Open Source Features

  • Distributed real-time computing

    In a Storm cluster, each machine supports the running of multiple work processes and each work process can create multiple threads. Each thread can execute multiple tasks. A task indicates concurrent data processing.

  • High fault tolerance

    During message processing, if a node or a process is faulty, the message processing unit can be redeployed.

  • Reliable messages

    Data processing methods including At-Least Once, At-Most Once, and Exactly Once are supported.

  • Security mechanism

    Storm provides Kerberos-based authentication and pluggable authorization mechanisms, supports SSL Storm UI and Log Viewer UI, and supports security integration with other big data platform components (such as ZooKeeper and HDFS).

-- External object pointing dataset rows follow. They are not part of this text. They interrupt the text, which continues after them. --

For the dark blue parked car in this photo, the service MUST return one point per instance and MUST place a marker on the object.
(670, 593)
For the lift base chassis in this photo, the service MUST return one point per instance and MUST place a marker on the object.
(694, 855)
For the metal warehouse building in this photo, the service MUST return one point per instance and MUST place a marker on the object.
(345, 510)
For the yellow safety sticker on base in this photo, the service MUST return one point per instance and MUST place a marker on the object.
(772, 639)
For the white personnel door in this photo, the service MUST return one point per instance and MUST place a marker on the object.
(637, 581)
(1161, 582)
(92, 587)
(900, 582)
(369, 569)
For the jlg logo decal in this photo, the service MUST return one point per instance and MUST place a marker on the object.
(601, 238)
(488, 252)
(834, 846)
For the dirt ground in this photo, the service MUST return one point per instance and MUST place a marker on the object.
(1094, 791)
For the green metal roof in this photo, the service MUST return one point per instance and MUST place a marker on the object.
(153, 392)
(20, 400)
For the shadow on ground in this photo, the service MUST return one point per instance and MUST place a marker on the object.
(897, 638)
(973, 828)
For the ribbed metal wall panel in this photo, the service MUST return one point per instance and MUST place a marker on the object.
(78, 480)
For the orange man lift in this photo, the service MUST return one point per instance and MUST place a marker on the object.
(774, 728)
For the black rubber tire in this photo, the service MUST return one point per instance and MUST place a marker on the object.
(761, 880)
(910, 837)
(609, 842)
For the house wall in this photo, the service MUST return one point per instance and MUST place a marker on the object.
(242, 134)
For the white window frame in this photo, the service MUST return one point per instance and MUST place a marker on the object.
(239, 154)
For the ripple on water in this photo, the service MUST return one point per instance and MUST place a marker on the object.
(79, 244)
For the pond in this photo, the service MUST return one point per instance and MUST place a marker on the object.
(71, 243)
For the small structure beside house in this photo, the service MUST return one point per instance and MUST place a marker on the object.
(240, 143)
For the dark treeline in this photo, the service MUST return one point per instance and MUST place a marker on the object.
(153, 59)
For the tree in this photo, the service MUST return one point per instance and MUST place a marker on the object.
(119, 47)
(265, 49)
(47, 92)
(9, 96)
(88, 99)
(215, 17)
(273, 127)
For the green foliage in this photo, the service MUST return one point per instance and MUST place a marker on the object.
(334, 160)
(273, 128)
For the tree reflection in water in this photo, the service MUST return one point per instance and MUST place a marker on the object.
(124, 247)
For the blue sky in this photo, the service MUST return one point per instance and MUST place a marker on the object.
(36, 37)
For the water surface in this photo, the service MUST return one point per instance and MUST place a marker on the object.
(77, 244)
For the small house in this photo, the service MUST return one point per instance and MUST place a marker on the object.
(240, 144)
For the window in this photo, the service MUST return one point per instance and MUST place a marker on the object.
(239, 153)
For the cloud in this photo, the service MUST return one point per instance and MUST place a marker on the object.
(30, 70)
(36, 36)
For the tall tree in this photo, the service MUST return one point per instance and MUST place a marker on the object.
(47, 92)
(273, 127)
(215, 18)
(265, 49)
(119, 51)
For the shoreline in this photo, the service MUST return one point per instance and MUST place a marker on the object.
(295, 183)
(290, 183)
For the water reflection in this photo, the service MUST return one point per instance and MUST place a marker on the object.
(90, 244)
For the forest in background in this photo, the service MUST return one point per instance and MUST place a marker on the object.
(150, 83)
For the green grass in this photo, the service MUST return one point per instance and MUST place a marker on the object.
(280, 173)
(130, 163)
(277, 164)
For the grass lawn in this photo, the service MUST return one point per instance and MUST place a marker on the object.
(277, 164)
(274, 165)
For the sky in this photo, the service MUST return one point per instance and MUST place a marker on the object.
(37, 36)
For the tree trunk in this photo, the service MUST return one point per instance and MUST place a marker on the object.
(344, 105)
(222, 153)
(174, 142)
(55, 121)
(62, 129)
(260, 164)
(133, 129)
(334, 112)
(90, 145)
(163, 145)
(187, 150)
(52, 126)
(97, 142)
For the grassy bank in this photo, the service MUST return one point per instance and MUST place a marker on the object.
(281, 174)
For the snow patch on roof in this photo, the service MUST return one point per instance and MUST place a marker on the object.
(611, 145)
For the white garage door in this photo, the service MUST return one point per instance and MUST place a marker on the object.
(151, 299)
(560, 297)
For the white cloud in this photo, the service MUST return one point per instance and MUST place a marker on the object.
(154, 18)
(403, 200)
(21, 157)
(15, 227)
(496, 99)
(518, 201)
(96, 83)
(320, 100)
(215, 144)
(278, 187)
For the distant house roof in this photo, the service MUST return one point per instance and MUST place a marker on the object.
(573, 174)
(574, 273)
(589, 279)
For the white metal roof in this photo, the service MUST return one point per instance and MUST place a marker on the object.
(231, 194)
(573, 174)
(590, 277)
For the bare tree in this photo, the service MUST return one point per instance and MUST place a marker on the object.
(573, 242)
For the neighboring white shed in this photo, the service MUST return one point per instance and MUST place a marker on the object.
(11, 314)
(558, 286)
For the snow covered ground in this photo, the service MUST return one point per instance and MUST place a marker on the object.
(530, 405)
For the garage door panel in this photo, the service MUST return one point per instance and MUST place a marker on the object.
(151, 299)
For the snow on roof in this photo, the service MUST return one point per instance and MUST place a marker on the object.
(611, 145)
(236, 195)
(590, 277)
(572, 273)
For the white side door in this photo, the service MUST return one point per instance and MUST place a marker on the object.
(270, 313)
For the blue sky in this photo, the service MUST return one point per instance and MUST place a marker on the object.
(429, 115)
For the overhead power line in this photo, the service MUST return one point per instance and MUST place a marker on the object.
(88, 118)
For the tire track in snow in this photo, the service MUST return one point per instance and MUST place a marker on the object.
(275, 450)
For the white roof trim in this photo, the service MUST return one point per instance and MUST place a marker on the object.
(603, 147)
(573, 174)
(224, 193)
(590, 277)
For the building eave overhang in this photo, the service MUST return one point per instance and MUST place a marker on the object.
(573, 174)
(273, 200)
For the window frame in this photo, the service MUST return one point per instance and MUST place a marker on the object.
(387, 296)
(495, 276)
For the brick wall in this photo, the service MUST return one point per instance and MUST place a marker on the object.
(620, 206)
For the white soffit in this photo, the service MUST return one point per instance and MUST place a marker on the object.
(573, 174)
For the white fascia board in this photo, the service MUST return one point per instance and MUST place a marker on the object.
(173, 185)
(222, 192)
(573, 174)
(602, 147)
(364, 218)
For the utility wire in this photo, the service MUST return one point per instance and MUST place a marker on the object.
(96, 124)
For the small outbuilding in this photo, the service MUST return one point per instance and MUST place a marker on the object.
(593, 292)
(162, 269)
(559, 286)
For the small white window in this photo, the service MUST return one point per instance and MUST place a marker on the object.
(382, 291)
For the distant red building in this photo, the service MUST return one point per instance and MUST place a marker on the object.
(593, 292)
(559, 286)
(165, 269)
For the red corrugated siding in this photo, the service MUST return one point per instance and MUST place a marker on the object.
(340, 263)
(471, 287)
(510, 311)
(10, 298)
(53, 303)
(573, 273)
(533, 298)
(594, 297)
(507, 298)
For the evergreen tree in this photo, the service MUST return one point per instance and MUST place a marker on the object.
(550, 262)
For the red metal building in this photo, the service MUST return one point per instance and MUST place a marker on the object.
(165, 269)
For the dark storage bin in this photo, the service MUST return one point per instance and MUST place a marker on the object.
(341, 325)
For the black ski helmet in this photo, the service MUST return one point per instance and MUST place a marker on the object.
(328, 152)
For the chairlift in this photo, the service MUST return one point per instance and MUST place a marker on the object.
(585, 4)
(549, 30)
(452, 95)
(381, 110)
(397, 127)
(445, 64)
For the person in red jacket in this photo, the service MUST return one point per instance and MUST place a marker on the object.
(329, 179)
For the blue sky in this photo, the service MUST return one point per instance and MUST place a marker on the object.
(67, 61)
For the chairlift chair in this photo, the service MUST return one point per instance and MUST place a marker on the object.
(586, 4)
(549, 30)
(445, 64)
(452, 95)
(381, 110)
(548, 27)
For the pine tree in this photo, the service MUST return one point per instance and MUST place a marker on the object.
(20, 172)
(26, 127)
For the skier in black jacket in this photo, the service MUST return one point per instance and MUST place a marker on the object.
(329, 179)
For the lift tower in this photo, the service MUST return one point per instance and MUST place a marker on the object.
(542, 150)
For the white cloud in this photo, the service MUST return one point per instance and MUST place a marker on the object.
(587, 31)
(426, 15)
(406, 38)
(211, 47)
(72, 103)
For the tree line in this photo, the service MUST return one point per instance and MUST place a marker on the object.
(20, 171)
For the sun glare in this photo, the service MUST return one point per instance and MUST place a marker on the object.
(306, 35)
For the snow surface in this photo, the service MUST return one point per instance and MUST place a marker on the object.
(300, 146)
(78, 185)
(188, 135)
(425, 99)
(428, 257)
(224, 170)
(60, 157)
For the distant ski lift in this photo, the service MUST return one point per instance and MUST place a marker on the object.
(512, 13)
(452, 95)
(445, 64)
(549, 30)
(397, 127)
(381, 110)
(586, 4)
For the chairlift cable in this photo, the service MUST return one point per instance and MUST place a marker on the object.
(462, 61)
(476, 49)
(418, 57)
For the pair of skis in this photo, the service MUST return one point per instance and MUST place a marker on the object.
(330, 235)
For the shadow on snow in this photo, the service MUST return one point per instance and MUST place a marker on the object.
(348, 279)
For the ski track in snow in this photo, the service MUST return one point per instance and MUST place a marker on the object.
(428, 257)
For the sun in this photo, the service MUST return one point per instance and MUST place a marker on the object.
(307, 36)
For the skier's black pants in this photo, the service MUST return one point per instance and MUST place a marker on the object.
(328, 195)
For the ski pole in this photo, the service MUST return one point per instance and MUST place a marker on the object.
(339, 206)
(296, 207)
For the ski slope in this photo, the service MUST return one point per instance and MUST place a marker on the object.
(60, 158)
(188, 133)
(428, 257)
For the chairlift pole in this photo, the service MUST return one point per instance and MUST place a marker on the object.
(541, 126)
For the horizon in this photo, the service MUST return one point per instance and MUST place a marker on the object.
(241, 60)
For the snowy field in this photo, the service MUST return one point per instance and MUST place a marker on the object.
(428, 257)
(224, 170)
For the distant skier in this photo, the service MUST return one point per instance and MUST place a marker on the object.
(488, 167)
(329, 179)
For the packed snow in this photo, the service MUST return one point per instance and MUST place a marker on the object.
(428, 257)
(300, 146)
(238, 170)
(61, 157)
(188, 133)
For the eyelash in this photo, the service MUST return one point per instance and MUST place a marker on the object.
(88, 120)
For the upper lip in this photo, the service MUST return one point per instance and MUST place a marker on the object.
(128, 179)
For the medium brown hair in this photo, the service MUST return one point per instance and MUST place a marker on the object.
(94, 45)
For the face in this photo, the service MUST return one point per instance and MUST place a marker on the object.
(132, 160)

  • Flexible topology defining and deployment

    The Flux framework is used to define and deploy service topologies. If the service DAG is changed, users only need to modify YAML domain specific language (DSL), but do not need to recompile or package service code.

  • Integration with external components

    Storm supports integration with multiple external components such as Kafka, HDFS, HBase, Redis, and JDBC/RDBMS, implementing services that involve multiple data sources.